Os seres humanos recebem informações sobre o mundo ao redor por meio de seus olhos, o que os ajuda a colocar instintivamente um pé na frente do outro para se locomover de maneira adequada. Normalmente, os seres humanos não olham para o chão sob seus pés quando andam, mas para alguns passos à frente, em um local para onde querem ir. A equipe de Pathak treinou seus robôs para adotar uma abordagem semelhante ao caminhar: cada um deles usou a câmera para olhar para frente. O robô foi capaz de memorizar o que estava à sua frente por tempo suficiente para orientar o posicionamento de suas pernas. Os robôs aprenderam sobre o mundo em tempo real, sem mapas internos, e ajustaram seu comportamento de acordo com isso. Na época, os especialistas disseram à MIT Technology Review que a técnica era um “avanço no aprendizado e na autonomia” e poderia permitir que os pesquisadores construíssem robôs com pernas capazes de serem utilizados na natureza.
Na outra técnica popular, chamada de aprendizagem por imitação, os modelos aprendem a executar tarefas, por exemplo, imitando as ações de um humano que teleopera um robô ou usando um fone de ouvido de realidade virtual para coletar dados. É uma técnica que entrou e saiu de moda ao longo de décadas, mas recentemente se tornou mais popular entre os robôs que realizam tarefas de manipulação, diz Russ Tedrake, vice-presidente de pesquisa de robótica do Toyota Research Institute e professor do MIT.
Ao associar essa técnica à IA generativa, os pesquisadores do Toyota Research Institute, da Universidade de Columbia e do MIT conseguiram ensinar rapidamente os robôs a realizarem muitas tarefas novas. Eles acreditam ter encontrado uma maneira de estender a tecnologia que impulsiona a IA generativa do domínio de textos, imagens e vídeos para o domínio dos movimentos dos robôs.

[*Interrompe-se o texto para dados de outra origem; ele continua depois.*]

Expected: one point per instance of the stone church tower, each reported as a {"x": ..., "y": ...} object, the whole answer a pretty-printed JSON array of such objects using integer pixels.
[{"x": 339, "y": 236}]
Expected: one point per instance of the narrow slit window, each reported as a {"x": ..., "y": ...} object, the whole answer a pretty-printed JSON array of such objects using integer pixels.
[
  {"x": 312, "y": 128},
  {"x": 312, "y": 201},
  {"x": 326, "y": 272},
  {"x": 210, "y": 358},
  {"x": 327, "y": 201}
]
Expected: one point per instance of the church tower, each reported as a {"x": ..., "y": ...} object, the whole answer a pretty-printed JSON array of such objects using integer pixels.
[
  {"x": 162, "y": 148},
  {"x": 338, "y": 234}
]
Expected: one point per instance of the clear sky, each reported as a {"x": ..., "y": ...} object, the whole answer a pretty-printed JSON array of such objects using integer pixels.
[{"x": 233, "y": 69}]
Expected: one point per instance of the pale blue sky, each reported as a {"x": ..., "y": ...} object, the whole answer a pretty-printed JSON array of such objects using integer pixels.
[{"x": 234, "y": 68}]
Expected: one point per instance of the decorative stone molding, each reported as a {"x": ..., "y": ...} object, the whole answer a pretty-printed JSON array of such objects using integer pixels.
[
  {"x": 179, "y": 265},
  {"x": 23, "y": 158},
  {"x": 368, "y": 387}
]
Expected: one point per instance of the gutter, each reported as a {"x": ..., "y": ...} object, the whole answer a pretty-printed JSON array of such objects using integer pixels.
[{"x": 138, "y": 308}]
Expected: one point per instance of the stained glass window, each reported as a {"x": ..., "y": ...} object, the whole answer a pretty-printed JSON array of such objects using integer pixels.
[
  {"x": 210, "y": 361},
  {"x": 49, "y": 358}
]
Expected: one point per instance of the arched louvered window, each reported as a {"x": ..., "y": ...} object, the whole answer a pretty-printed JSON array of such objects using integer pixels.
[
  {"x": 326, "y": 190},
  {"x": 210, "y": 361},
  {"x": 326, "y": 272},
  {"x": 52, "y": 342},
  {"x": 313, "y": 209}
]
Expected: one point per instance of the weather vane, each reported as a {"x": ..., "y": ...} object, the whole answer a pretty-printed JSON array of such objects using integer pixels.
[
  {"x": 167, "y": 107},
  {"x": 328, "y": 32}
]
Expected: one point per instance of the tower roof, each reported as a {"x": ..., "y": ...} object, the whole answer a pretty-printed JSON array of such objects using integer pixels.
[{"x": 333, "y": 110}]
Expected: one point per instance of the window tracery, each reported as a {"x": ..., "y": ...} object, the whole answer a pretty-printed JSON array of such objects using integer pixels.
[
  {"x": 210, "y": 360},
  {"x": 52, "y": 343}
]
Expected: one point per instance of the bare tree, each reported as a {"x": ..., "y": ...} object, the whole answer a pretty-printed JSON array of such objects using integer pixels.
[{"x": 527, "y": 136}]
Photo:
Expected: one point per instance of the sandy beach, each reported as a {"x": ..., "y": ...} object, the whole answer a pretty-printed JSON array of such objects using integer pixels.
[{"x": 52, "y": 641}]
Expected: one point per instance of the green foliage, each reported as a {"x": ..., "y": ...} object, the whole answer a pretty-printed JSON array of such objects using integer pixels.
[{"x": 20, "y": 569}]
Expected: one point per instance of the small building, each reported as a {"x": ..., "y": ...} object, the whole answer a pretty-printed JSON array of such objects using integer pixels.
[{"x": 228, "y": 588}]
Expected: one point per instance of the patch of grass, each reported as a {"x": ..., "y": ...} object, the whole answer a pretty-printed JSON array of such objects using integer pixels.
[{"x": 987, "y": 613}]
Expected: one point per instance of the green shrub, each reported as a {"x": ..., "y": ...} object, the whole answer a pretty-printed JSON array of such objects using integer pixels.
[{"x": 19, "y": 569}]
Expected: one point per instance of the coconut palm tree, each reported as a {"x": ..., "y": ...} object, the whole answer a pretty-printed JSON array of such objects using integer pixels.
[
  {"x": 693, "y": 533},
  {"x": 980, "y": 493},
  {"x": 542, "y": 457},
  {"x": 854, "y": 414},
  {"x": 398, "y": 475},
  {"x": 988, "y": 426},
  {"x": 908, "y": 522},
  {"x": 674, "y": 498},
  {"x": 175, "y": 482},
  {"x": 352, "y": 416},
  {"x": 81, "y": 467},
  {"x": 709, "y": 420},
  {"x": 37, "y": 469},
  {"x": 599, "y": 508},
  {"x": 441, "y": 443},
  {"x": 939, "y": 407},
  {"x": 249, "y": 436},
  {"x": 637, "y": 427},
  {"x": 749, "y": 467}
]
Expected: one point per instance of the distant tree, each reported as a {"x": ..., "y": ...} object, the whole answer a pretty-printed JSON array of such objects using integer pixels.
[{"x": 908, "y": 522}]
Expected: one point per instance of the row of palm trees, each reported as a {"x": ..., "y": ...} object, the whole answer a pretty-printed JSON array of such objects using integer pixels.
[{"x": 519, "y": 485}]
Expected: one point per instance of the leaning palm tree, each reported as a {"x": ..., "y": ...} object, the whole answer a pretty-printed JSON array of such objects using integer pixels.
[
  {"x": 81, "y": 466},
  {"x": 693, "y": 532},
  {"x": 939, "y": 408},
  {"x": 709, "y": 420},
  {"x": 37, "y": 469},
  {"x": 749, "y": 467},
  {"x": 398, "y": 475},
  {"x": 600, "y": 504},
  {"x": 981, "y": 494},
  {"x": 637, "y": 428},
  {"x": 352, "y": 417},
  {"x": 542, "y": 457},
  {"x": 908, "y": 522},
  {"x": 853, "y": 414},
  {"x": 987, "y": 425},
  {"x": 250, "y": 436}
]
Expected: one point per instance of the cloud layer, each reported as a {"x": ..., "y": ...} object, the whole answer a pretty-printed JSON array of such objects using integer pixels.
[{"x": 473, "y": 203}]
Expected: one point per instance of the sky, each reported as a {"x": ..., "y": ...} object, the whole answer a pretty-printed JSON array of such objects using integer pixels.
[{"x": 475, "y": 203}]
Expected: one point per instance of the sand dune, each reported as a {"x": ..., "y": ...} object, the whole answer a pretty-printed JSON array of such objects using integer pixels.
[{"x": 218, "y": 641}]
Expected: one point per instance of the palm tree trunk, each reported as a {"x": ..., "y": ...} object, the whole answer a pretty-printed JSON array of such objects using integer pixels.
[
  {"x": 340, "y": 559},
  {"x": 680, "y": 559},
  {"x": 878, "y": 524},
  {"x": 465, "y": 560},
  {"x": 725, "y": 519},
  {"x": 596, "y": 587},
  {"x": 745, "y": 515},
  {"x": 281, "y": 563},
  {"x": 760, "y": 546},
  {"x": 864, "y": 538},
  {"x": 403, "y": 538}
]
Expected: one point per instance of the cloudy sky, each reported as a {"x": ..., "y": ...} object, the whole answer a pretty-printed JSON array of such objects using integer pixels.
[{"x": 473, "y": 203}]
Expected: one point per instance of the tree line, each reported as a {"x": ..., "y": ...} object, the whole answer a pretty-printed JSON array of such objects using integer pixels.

A ideia é começar com um humano, que controla manualmente o robô para demonstrar comportamentos como bater ovos ou pegar pratos. Usando uma técnica chamada política de difusão, o robô pode usar os dados fornecidos para aprender habilidades. Os pesquisadores ensinaram aos robôs mais de 200 habilidades, como descascar legumes e despejar líquidos, e dizem que estão trabalhando para ensinar mil habilidades até o final do ano.
Muitas outras empresas também aproveitaram as vantagens da IA generativa. A Covariant, uma startup que se originou da unidade de pesquisa de robótica da OpenAI, agora fechada, criou um modelo multimodal chamado RFM-1. Ele pode aceitar avisos na forma de texto, imagem, vídeo, instruções do robô ou medições. A IA generativa permite que o dispositivo entenda as instruções e gere imagens ou vídeos relacionados a essas tarefas.